I've been looking and can't seem to find any. I want to wrap a new cobia rod and I'm looking for the black wire guides. if anyone has a lead on them please let me know


----------



## startzc (Feb 4, 2013)

If you are talking about the darker gunmetal colored chrome ones we got ours from half hitch in destin. If you are talking black black no clue.


----------



## noodlez94 (Mar 27, 2013)

A Option if you don't find any and if you know some one that can powder coat them cheap maybe just a idea don't know how well it will work out


----------



## catchin em (Mar 10, 2011)

i think the ones I'm talking about are black, I've never had them before but I've seen them on rods and they looked like black wire guides to me... i could be wrong


----------



## tiderider (Oct 1, 2007)

You are probably looking for black Perfection wire guides. Half Hitch had them a year ago, who knows now. Supposedly they are still in business and making guides but finding a source to buy them is a struggle.

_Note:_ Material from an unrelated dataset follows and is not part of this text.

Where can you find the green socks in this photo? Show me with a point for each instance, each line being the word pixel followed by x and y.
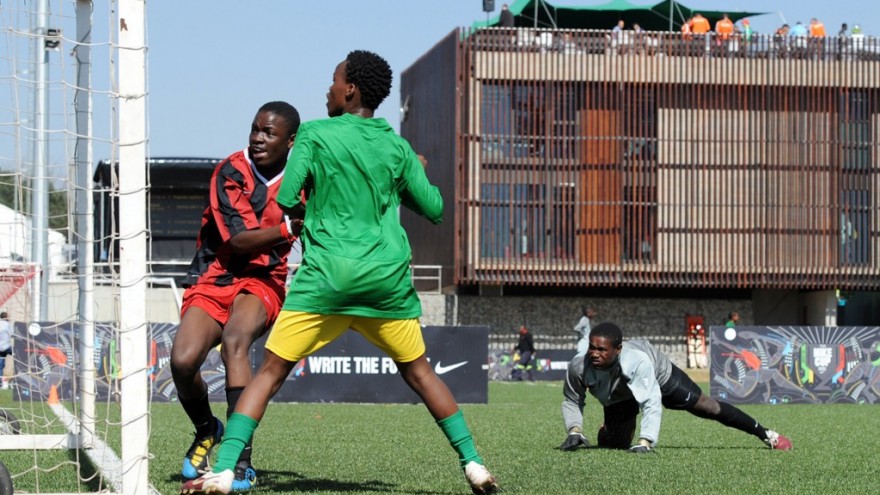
pixel 459 437
pixel 239 431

PS, these guys show having some of the sizes. Give them a call they may actually have them. http://www.thesurfcaster.com/product/Perfection_Black_Wire_Guide/Guides

Fisherman's Headquarters shows having all sizes of the stainless colored Perfection guides. I've had good success painting the silver guides black.
http://www.fishermansheadquarters.com/equip_perfection_guides.htm


----------



## AustinP (Feb 26, 2012)

I have a full set, they are used, plus a few extras sizes 70-10 making 9 total, if you're interested throw your price at me, I wont be insulted by an offer.


----------



## Jackin' 'Em Up (Dec 31, 2013)

Unless you have a tight budget, I think the fuji k guides would be better on a cobia rod


----------